Jack Davis is retiring as president and COO of Pinnacle West Capital Corp. and CEO of Arizona Public Service Co. (APS). The Board of Directors named current APS President Don Brandt to fill the Chief Executive Officer position. Actions are effective March 1, 2008. With more than 20 years of experience in the industry, Brandt joined the company in 2002 as senior vice president and CFO. He was promoted to executive vice president in 2003 and president of APS in 2006.
UniStar Nuclear Energy, LLC appointed George Vanderheyden as president and chief executive officer, Kathleen Hyle as chief financial officer and Steven Miller as secretary of the company. Vanderheyden also serves as a senior vice president for Constellation Energy Nuclear Group and will be responsible for overseeing the potential development and deployment of Evolutionary Power Reactors in the United States and Canada. Hyle will be responsible for managing the financial risk associated with the potential fleet of new nuclear assets. She also serves as senior vice president of finance and chief financial officer for Constellation Energy Nuclear Group. Miller also serves as general counsel and secretary as well as senior vice president of strategy for Constellation Energy Nuclear Group.
The Electrical Generating Systems Association announced its 2008 Officers and Board of Directors, effective January 1. Warner Bauer, Kickham Boiler & Engineering Inc. Vaporphase Div., St. Louis, Mo., now serves as EGSA’s 2008 President. He was the association’s president-elect in 2007 and vice president in 2006. Greg Linton, JRS Custom Fabrication, Inc., Ocala, Fla., now serves as EGSA’s President-Elect. Ron Hartzel, Eaton Electrical, Pittsburgh, Penn., is vice president.
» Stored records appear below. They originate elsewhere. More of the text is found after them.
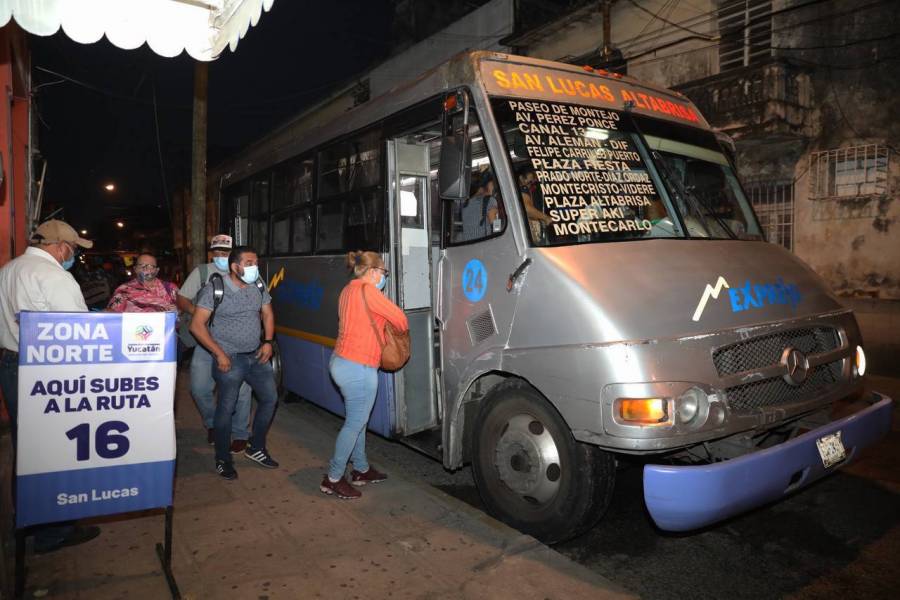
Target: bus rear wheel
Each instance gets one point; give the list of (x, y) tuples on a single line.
[(531, 473)]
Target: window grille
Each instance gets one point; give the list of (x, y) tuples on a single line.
[(773, 202), (849, 172), (745, 29)]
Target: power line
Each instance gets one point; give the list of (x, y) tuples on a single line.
[(672, 23)]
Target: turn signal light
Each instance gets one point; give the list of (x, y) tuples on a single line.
[(646, 411)]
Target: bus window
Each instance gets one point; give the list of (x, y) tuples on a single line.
[(350, 211), (482, 214), (260, 192), (281, 233), (301, 237)]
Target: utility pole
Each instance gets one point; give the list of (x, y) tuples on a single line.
[(198, 172)]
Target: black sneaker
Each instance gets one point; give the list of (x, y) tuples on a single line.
[(260, 455), (225, 470)]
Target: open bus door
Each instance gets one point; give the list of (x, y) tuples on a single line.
[(415, 390)]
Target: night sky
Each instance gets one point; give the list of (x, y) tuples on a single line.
[(102, 129)]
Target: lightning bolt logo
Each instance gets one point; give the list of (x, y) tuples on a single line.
[(279, 277), (710, 292)]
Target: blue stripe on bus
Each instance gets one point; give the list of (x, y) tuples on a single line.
[(305, 368)]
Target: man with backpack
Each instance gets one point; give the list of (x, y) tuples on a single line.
[(202, 383), (230, 314)]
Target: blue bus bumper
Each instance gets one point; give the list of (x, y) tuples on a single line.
[(685, 498)]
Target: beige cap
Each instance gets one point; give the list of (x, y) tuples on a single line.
[(51, 232), (221, 241)]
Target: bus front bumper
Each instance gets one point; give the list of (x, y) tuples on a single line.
[(689, 497)]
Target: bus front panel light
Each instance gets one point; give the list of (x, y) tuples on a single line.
[(860, 362), (690, 404), (643, 411)]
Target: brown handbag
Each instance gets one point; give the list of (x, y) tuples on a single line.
[(395, 348)]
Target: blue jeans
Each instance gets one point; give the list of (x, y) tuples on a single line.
[(244, 368), (359, 385), (202, 385)]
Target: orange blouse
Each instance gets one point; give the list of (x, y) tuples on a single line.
[(356, 340)]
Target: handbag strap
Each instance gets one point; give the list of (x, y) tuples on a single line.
[(371, 319)]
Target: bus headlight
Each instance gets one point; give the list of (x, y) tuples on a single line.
[(689, 405), (643, 411), (860, 362)]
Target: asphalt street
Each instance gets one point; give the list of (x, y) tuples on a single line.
[(838, 538)]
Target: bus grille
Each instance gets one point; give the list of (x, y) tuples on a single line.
[(776, 391), (763, 351)]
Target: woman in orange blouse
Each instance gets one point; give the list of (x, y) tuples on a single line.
[(354, 368)]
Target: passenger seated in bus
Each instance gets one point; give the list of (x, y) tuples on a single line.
[(537, 220), (481, 210)]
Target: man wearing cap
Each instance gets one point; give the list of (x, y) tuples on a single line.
[(39, 280), (202, 383)]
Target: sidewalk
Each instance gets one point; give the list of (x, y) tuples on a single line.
[(272, 534)]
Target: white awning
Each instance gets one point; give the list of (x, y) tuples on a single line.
[(202, 27)]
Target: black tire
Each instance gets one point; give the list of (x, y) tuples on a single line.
[(531, 473)]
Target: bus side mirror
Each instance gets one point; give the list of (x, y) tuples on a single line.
[(455, 169)]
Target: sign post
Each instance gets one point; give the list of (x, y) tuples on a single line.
[(96, 429)]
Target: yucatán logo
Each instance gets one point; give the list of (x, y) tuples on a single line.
[(751, 295), (142, 335)]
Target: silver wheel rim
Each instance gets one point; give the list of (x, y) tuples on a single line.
[(527, 459)]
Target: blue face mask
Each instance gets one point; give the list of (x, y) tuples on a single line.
[(251, 274)]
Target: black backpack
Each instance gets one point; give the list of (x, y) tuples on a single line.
[(219, 293)]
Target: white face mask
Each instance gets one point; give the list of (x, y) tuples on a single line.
[(251, 274)]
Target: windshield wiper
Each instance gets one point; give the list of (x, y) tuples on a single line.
[(675, 185), (703, 209)]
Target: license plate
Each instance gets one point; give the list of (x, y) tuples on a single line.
[(831, 449)]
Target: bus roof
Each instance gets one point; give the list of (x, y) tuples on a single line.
[(501, 74)]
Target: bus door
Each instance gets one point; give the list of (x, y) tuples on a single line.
[(415, 398)]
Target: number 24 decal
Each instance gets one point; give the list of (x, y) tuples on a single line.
[(108, 440)]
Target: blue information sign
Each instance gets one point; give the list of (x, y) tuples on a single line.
[(96, 423)]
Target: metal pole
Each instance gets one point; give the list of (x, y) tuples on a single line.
[(198, 176)]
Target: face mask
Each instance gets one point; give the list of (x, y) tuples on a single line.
[(251, 274)]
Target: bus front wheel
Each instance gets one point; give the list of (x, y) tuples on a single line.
[(531, 473)]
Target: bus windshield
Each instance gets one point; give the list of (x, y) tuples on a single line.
[(587, 174)]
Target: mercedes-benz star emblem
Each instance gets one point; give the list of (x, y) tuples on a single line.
[(796, 366)]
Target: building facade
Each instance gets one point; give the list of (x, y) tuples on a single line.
[(808, 91)]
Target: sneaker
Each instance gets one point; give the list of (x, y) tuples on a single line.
[(260, 455), (79, 535), (339, 488), (225, 470), (370, 476)]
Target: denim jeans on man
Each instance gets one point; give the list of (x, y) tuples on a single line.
[(359, 385), (202, 387), (244, 368)]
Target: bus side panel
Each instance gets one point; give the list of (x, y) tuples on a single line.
[(305, 292), (306, 374)]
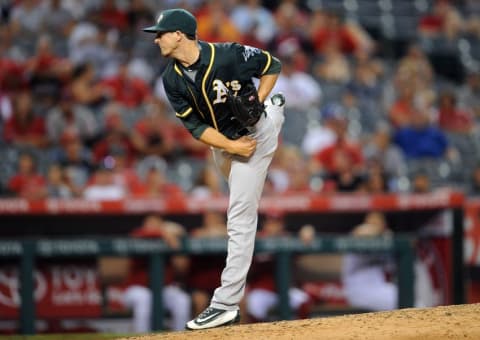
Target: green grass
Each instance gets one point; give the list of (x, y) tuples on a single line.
[(66, 336)]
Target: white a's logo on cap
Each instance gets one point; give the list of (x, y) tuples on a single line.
[(160, 17)]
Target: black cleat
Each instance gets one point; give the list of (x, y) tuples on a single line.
[(214, 317)]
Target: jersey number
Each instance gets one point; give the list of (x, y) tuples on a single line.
[(221, 89)]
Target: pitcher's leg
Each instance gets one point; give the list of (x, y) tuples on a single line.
[(246, 184)]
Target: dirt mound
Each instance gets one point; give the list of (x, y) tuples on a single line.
[(446, 322)]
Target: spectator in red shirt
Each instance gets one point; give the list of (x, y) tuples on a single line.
[(110, 16), (403, 109), (330, 29), (153, 134), (24, 127), (47, 72), (450, 117), (28, 183), (214, 24), (85, 87), (115, 135), (444, 20), (126, 89), (326, 159), (156, 185), (133, 280)]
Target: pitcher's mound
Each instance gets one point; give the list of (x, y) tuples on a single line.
[(446, 322)]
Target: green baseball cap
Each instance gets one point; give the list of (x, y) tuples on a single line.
[(176, 19)]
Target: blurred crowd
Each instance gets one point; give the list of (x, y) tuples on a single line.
[(374, 104)]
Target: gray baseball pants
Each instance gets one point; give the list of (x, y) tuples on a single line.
[(246, 178)]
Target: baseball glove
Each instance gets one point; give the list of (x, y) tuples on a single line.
[(246, 108)]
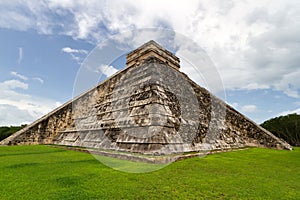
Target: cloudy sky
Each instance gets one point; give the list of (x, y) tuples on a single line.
[(253, 45)]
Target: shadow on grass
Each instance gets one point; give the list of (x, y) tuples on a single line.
[(21, 165), (30, 153)]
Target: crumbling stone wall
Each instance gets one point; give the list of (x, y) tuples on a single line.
[(140, 110)]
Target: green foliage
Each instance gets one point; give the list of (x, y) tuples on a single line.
[(43, 172), (285, 127), (6, 131)]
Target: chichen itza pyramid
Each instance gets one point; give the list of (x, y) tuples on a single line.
[(148, 108)]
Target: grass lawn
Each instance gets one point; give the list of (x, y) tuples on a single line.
[(44, 172)]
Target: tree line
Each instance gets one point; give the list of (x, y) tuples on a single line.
[(6, 131), (285, 127)]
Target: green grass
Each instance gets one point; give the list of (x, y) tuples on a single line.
[(43, 172)]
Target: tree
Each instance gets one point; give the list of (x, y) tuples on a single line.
[(6, 131), (285, 127)]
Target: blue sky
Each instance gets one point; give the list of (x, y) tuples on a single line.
[(253, 45)]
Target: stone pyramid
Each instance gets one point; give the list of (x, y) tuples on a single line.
[(150, 107)]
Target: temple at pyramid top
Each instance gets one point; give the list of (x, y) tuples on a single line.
[(152, 49)]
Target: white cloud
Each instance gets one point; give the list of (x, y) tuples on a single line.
[(254, 44), (25, 78), (70, 50), (18, 107), (76, 54), (20, 58), (38, 79), (106, 70), (244, 108), (13, 84), (289, 112)]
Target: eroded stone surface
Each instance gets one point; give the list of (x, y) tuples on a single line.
[(148, 108)]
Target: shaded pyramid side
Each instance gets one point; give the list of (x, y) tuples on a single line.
[(148, 108)]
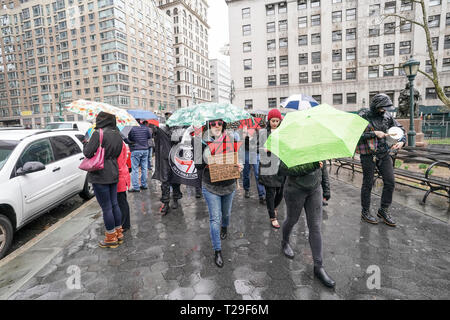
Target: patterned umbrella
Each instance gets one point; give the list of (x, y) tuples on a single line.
[(90, 110), (199, 114), (299, 102)]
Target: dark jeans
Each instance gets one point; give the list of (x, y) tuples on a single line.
[(274, 196), (106, 195), (297, 199), (386, 169), (165, 192), (124, 209)]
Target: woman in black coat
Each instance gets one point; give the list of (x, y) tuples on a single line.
[(105, 181)]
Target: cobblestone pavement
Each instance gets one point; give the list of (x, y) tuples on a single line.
[(171, 257)]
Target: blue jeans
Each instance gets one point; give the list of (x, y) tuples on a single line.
[(139, 158), (219, 214), (252, 160), (106, 195)]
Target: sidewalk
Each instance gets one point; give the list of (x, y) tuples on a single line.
[(171, 257)]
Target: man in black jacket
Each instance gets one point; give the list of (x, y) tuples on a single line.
[(381, 121)]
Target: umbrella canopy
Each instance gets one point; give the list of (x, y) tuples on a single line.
[(299, 102), (143, 114), (316, 134), (199, 114), (90, 110)]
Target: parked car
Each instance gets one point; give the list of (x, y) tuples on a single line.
[(38, 171), (82, 126)]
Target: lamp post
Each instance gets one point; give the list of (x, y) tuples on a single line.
[(411, 67)]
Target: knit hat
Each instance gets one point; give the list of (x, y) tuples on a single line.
[(274, 113)]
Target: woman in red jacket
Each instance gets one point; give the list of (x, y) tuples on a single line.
[(123, 186)]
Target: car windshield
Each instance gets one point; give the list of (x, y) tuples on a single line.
[(6, 148), (61, 125)]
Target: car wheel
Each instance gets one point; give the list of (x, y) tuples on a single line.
[(88, 191), (6, 235)]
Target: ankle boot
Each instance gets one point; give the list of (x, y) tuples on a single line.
[(218, 260), (110, 241), (119, 234), (287, 249), (322, 275)]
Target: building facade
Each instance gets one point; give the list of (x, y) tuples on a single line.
[(340, 52), (220, 81), (55, 52), (190, 29)]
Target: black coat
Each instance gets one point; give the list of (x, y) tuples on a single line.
[(112, 142)]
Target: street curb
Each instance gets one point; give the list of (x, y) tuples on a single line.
[(18, 278)]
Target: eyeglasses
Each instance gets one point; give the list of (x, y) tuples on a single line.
[(217, 123)]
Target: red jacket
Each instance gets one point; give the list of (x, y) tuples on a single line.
[(124, 174)]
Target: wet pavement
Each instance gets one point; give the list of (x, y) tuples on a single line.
[(171, 257)]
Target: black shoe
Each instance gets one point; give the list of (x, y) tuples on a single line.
[(368, 217), (287, 250), (322, 275), (165, 209), (383, 213), (223, 233), (218, 258)]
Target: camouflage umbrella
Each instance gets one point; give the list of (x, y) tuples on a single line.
[(199, 114)]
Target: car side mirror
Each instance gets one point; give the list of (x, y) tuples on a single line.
[(30, 167)]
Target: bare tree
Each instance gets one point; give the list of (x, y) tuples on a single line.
[(424, 25)]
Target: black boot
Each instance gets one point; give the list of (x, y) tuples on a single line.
[(218, 258), (368, 217), (223, 233), (322, 275), (383, 213), (287, 249)]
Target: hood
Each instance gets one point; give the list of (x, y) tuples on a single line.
[(381, 100), (104, 120)]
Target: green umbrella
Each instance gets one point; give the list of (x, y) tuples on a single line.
[(199, 114), (316, 134)]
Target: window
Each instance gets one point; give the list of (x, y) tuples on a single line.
[(247, 46), (247, 82), (351, 54), (303, 58), (302, 22), (303, 40), (388, 70), (336, 16), (389, 49), (374, 51), (351, 98), (246, 30), (337, 74), (248, 64), (316, 76), (64, 147), (337, 98), (350, 74), (315, 57), (245, 13), (284, 79), (336, 35), (303, 77)]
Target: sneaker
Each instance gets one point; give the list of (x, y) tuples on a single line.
[(383, 213)]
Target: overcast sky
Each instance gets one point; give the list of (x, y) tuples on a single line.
[(218, 32)]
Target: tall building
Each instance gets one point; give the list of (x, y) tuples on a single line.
[(190, 45), (220, 81), (340, 52), (54, 52)]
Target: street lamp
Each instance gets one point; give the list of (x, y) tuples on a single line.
[(411, 67)]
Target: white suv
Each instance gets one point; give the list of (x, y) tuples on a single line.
[(38, 171)]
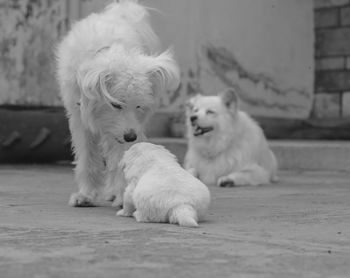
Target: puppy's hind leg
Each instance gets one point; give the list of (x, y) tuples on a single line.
[(249, 175), (184, 215), (89, 163)]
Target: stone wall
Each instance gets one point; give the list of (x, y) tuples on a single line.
[(332, 79)]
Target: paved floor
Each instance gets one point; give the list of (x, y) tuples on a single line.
[(299, 227)]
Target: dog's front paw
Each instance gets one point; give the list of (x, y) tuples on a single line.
[(81, 200), (226, 182), (193, 172), (124, 213), (138, 216)]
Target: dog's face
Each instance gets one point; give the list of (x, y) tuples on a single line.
[(207, 116), (120, 91)]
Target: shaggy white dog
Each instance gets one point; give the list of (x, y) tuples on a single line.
[(159, 189), (110, 77), (225, 145)]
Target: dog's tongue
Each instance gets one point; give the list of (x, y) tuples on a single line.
[(201, 130)]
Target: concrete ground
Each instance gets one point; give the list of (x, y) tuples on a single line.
[(299, 227)]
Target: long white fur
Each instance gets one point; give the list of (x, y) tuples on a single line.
[(159, 189), (235, 152), (110, 58)]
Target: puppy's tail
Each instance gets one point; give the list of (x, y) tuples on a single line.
[(185, 215)]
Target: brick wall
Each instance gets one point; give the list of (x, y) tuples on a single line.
[(332, 81)]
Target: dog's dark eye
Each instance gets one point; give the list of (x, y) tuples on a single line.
[(117, 106), (211, 112)]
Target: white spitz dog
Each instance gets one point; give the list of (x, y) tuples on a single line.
[(159, 189), (110, 77), (226, 146)]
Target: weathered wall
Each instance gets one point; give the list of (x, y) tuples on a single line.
[(332, 27), (263, 47), (28, 32)]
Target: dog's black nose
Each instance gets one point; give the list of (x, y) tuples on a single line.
[(130, 136), (193, 118)]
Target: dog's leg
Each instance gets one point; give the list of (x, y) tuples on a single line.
[(89, 163), (139, 217), (249, 175), (115, 186), (128, 205)]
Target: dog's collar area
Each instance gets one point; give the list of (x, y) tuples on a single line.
[(104, 48), (198, 130)]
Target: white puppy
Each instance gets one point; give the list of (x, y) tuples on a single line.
[(225, 146), (111, 78), (159, 189)]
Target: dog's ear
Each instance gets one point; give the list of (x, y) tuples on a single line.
[(94, 80), (189, 103), (163, 72), (230, 99)]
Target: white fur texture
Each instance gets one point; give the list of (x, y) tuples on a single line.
[(226, 146), (110, 77), (159, 189)]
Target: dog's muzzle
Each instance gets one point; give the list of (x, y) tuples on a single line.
[(130, 136), (198, 130)]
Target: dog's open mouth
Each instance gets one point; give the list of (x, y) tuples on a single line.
[(198, 130)]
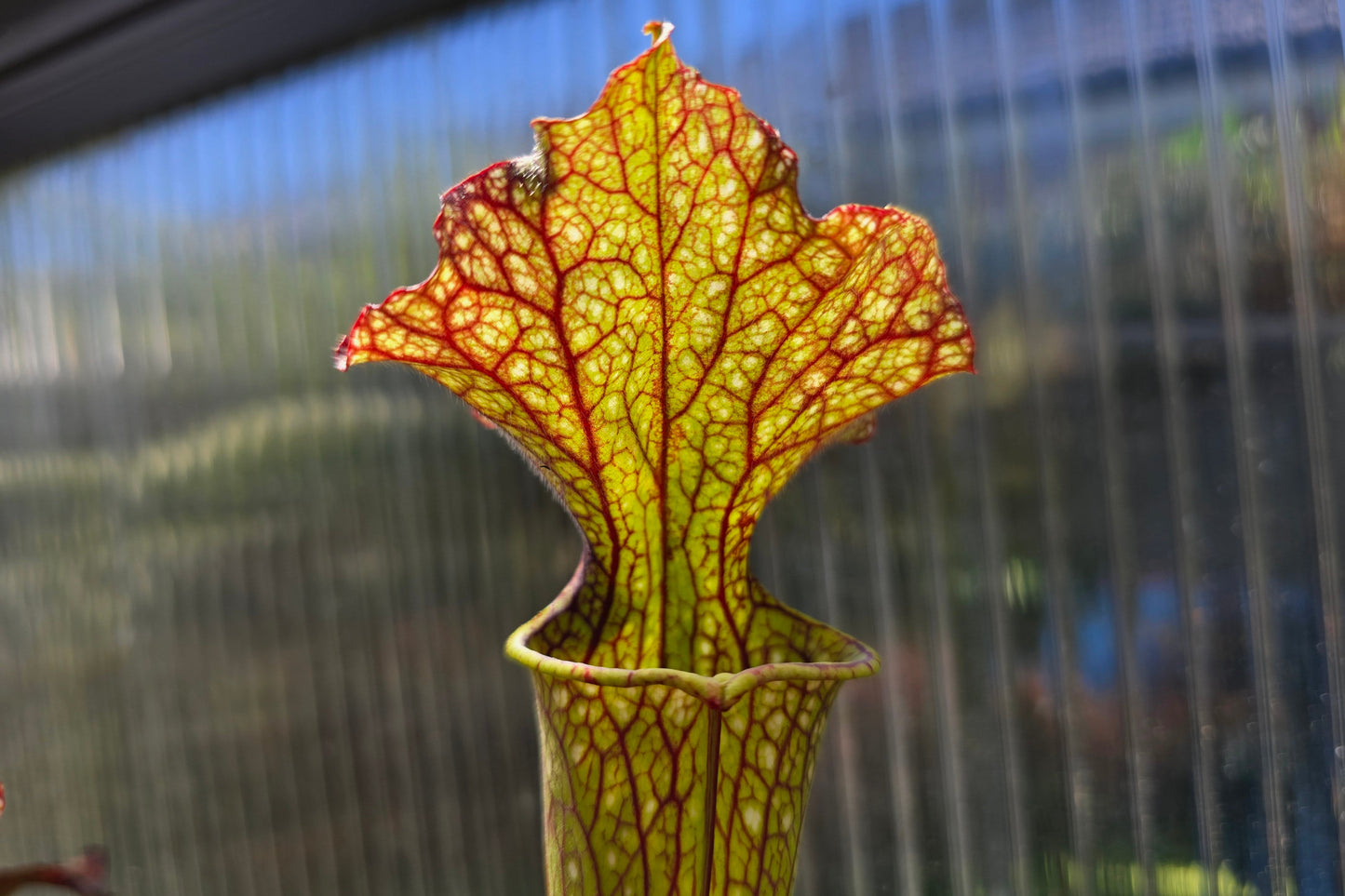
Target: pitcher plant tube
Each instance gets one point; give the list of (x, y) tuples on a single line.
[(647, 313)]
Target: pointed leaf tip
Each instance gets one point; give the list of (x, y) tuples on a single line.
[(658, 31), (670, 335)]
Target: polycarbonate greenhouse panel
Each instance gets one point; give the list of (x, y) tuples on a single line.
[(251, 612)]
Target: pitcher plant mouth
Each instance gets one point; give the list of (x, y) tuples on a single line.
[(647, 313), (842, 658)]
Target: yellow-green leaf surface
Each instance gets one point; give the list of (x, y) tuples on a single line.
[(647, 311)]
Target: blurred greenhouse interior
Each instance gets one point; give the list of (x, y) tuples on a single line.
[(251, 609)]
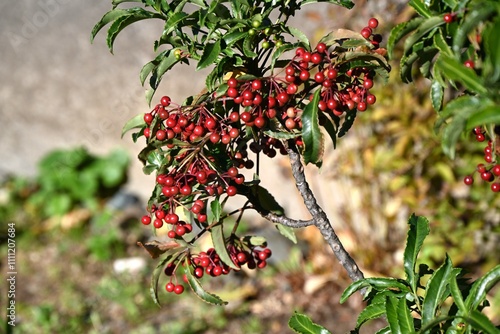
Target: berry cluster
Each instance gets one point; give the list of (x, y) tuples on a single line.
[(198, 148), (209, 263), (491, 171)]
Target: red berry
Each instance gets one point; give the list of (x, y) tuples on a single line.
[(179, 289), (487, 176), (259, 122), (368, 83), (332, 74), (165, 101), (319, 77), (468, 180), (291, 89), (232, 92), (449, 17), (373, 23), (231, 191), (362, 106), (282, 98), (469, 63), (158, 223), (366, 32), (198, 272), (321, 47), (316, 58), (256, 84), (186, 190), (304, 75), (170, 287), (161, 134), (233, 83), (290, 124), (148, 118), (289, 70), (371, 99), (146, 220), (496, 170)]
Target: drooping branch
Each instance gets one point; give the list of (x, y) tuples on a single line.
[(320, 219), (283, 220)]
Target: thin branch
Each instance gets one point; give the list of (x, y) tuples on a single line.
[(321, 220), (283, 220)]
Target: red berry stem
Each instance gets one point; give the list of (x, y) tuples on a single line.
[(320, 219)]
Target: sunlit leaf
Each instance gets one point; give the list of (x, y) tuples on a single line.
[(417, 232), (301, 323), (197, 288), (311, 133), (420, 7), (219, 242), (456, 71), (399, 32), (435, 289), (372, 311), (210, 54)]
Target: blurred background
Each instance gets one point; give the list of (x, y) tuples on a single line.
[(76, 191)]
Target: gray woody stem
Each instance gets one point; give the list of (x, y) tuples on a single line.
[(320, 219)]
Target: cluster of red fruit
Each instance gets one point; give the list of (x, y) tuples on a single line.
[(491, 171), (202, 145), (209, 263)]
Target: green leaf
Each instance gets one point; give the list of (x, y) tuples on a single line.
[(110, 16), (456, 71), (399, 32), (492, 49), (460, 109), (486, 115), (281, 135), (123, 21), (220, 245), (133, 123), (300, 36), (248, 47), (267, 201), (341, 36), (441, 44), (233, 37), (435, 291), (424, 30), (372, 311), (474, 17), (348, 122), (481, 287), (301, 323), (168, 257), (210, 54), (420, 8), (481, 322), (215, 211), (407, 62), (385, 330), (456, 293), (405, 319), (197, 288), (437, 94), (287, 232), (173, 22), (391, 311), (311, 133), (378, 283), (418, 230)]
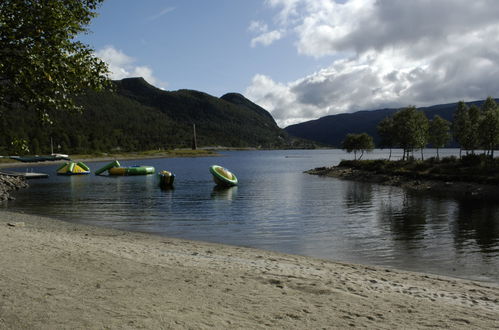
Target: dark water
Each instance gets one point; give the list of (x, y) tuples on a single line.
[(277, 207)]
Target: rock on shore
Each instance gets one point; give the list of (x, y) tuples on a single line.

John Kelly Jr., Kelly Generator & Equipment Inc., Upper Marlboro, Md., serves as secretary/treasurer, and Gary Kidwell, ASCO Power Technologies, Lodi, Calif., is the Association’s immediate past president.
PG&E Corp. said its board of directors elected Greg S. Pruett to senior vice president, Corporate Relations. In addition, the board of directors of PG&E Corp.’s utility unit, Pacific Gas and Electric Co., elected Patricia M. Lawicki as senior vice president and chief information officer for the utility; Geisha J. Williams as senior vice president, Energy Delivery; William D. Hayes as vice president, Maintenance and Construction; and Mark S. Johnson, vice president, Electric Operations and Engineering.